Quantitative assessment of the impact of land use and climate change on hydrological processes is of great importance to water resources planning and management. The main objective of this study was to quantitatively assess the response of runoff to land use and climate change in the Zhengshui River Basin of Southern China, a heavily used agricultural basin. The Soil and Water Assessment Tool (SWAT) was used to simulate the river runoff for the Zhengshui River Basin. Specifically, a soil database was constructed based on field work and laboratory experiments as input data for the SWAT model. Following SWAT calibration, simulated results were compared with observed runoff data for the period 2006 to 2013. The Nash-Sutcliffe Efficiency Coefficient (NSE) and the correlation coefficient (R2
) for the comparisons were greater than 0.80, indicating close agreement.
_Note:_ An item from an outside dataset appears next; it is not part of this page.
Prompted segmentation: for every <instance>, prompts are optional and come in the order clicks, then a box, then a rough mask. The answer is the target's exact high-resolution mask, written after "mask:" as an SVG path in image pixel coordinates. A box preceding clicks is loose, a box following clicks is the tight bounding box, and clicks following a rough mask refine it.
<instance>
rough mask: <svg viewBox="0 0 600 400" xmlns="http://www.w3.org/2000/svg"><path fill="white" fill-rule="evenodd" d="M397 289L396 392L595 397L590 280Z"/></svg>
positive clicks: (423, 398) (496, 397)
The calibrated models were applied to simulate monthly runoff in 1990 and 2010 for four scenarios with different land use and climate conditions. Climate change played a dominant role affecting runoff of this basin, with climate change decreasing simulated runoff by −100.22% in 2010 compared to that of 1990, land use change increasing runoff in this basin by 0.20% and the combination of climate change and land use change decreasing runoff by 60.8m3
/s. The decrease of forestland area and the corresponding increase of developed land and cultivated land area led to the small increase in runoff associated with land use change. The influence of precipitation on runoff was greater than temperature. The soil database used to model runoff with the SWAT model for the basin was constructed using a combination of field investigation and laboratory experiments, and simulations of runoff based on that new soil database more closely matched observations of runoff than simulations based on the generic Harmonized World Soil Database (HWSD). This study may provide an important reference to guide management decisions for this and similar watersheds.